10 minutes ago, KungFuFerret said:This assumes the only time you are hit is when you take damage. But a lot of game systems, this one included, illustrate that the actual results of the dice roll can be a lot of stuff. Just because I "miss" on an attack, doesn't mean I didn't ever hit my target in our flurry of attacks. It just means none of them actually amounted to anything. Some would say "Well that's just soak, or damage reduction" if we're talking about D&D, but other schools of thought say it's kind of both. That if the armor doesn't actually provide soak or damage reduction (which most of them don't in game design)

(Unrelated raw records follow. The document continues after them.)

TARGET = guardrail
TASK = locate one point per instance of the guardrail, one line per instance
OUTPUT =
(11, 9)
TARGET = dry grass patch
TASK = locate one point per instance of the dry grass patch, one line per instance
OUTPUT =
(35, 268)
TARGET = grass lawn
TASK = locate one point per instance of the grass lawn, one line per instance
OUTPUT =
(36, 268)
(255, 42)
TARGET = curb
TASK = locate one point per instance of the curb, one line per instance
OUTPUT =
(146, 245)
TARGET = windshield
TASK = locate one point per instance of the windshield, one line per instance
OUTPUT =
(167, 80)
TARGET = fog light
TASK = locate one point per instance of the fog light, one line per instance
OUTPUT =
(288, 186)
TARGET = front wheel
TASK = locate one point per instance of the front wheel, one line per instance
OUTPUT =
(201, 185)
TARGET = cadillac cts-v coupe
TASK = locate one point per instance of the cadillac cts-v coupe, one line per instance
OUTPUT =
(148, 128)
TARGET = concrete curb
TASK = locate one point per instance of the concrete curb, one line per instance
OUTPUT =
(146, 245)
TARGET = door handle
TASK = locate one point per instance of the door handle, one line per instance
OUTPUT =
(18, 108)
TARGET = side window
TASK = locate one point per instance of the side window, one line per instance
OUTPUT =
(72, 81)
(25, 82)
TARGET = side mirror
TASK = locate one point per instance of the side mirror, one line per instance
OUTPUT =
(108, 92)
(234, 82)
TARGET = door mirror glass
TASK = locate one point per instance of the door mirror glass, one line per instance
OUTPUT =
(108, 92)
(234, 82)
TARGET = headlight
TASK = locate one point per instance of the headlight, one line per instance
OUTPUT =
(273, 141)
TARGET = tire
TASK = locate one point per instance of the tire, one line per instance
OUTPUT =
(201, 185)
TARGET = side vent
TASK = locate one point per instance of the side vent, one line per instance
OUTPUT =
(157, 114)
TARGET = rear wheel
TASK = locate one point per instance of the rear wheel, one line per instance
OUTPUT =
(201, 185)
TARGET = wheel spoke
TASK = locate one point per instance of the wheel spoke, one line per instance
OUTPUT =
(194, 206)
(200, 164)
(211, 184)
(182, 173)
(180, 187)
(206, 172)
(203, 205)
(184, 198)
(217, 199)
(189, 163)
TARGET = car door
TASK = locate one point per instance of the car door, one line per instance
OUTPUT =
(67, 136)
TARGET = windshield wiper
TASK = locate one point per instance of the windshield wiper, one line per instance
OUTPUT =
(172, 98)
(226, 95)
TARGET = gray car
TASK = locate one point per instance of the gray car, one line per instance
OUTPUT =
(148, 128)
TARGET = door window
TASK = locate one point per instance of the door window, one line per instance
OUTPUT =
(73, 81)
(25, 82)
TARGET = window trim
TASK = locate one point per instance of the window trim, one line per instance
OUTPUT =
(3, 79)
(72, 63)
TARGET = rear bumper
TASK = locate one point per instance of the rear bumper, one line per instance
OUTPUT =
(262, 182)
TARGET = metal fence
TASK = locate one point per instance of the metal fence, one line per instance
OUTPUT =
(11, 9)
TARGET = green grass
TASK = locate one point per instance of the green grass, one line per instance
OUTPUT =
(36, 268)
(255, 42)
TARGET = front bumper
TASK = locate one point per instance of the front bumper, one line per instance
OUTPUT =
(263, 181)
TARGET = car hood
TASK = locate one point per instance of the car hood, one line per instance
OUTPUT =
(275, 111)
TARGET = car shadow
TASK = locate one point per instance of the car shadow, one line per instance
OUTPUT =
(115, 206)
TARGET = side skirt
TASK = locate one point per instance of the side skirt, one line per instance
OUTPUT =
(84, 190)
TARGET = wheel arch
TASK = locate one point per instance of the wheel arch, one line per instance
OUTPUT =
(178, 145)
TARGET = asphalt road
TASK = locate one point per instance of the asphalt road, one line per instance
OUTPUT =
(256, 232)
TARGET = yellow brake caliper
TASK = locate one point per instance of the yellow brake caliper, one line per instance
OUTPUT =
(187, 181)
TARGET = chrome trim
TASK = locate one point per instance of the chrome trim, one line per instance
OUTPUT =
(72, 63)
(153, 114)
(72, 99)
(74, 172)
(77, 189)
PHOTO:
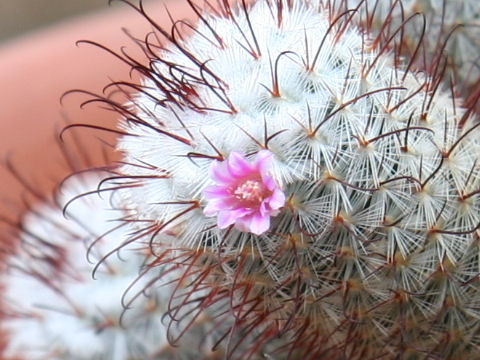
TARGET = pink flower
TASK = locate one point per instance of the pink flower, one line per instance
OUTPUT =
(245, 194)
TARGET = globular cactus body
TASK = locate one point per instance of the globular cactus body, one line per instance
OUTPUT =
(374, 253)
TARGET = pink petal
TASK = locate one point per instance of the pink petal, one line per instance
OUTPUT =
(269, 182)
(217, 205)
(277, 199)
(258, 224)
(216, 192)
(229, 217)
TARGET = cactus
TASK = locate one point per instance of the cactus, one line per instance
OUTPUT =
(291, 187)
(450, 29)
(359, 238)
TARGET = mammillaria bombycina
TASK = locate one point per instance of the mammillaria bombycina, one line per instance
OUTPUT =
(367, 244)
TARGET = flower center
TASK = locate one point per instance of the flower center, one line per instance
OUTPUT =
(251, 191)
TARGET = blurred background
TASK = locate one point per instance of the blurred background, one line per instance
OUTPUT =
(18, 17)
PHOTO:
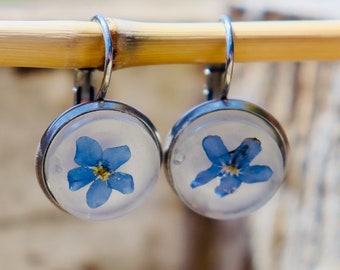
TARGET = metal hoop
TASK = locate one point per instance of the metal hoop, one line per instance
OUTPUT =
(229, 65)
(109, 55)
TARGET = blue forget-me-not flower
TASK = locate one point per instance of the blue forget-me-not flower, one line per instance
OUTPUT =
(99, 168)
(232, 168)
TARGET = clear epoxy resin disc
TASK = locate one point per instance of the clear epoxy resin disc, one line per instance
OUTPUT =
(225, 159)
(98, 160)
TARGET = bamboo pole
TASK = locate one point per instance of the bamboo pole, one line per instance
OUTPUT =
(79, 44)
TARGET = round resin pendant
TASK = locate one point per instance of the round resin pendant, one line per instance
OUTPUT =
(99, 160)
(226, 158)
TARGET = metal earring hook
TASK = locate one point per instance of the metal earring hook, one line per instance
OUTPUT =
(109, 55)
(84, 91)
(229, 65)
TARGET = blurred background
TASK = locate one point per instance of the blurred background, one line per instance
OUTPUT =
(297, 229)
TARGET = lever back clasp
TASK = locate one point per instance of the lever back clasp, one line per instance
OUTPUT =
(218, 76)
(84, 91)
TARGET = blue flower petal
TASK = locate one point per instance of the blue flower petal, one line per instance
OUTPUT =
(215, 149)
(246, 152)
(206, 176)
(88, 152)
(98, 194)
(254, 174)
(228, 185)
(113, 158)
(80, 177)
(121, 182)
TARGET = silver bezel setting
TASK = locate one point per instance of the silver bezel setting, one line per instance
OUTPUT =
(211, 107)
(72, 114)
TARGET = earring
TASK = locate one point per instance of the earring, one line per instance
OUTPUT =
(225, 158)
(100, 158)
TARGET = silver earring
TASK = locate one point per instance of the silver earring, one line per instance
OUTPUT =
(91, 161)
(225, 158)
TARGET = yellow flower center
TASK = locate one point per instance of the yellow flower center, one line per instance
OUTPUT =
(101, 172)
(231, 170)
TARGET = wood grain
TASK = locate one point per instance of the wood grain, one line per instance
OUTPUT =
(79, 44)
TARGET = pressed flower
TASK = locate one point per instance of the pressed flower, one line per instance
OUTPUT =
(99, 168)
(231, 168)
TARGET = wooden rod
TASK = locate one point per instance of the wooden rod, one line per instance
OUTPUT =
(79, 44)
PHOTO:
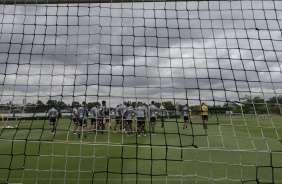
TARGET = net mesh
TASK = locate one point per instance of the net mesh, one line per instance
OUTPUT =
(226, 54)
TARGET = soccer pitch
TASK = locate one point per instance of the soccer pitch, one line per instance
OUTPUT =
(236, 150)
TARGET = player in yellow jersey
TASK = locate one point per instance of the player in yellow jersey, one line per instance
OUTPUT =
(205, 115)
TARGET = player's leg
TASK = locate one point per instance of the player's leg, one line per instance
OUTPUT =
(52, 124)
(143, 127)
(84, 125)
(78, 130)
(162, 122)
(75, 122)
(153, 125)
(138, 127)
(206, 122)
(117, 122)
(203, 119)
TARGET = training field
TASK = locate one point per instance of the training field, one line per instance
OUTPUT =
(237, 150)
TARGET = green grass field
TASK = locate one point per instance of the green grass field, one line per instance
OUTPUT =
(233, 151)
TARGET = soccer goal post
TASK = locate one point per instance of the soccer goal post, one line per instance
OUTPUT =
(174, 91)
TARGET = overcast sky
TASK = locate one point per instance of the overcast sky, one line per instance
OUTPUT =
(195, 51)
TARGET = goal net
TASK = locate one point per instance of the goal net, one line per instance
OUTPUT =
(225, 54)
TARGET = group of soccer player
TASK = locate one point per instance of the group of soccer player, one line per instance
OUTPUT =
(124, 116)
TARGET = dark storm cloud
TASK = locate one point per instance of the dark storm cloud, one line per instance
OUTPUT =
(165, 50)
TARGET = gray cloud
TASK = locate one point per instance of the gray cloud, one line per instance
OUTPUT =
(141, 50)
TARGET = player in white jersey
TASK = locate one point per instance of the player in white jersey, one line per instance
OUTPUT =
(141, 113)
(128, 114)
(75, 119)
(186, 115)
(153, 111)
(163, 114)
(53, 115)
(93, 114)
(82, 115)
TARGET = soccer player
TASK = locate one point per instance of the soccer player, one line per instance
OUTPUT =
(93, 113)
(205, 115)
(128, 113)
(103, 116)
(186, 116)
(53, 115)
(153, 111)
(141, 114)
(163, 114)
(82, 114)
(75, 119)
(118, 114)
(122, 109)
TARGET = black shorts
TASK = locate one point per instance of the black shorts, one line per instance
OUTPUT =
(128, 122)
(118, 119)
(53, 120)
(75, 121)
(205, 117)
(100, 120)
(153, 120)
(82, 122)
(93, 121)
(162, 118)
(140, 121)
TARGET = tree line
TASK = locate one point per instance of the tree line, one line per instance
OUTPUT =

So it's not unreasonable, based on the way armor is usually designed in games, to say that it's not preventing you from being hit so much, it's just making the hits you are taking, far less likely to actually hurt you. The idea of a "hit" being when your body actually takes damage.
Actually, no. It assumes that getting hit does not always equate to taking damage. That's what armor is for, absorbing the damage. That does not mean you can't be knocked down from a hit even if you don't take any actual damage. Systems like D&D and SAGA assume that a hit equals damage, when it doesn't. A hit simply means that the blow made solid contact, not that it necessarily penetrated the armor.
4 minutes ago, Darzil said:There are certainly armors that use shape to deflect blows, which it could be argued provide defence. And shields make sense if they deflect rather than absorb hits. Could have armor that is ablative, and degrades whilst providing soak. Otherwise, just providing soak makes sense.
If anything, I think the biggest issue is not what the armor provides, but the lack if information it provides on why.
(Neglecting the confusion on stacking, of course)
Even being "deflected", the blow made solid contact. Thus, it's a hit. Any time a blow makes contact, you've been "hit". Whether it has been deflected or not is irrelevant. The only way something is a "miss" is if it does not make contact at all.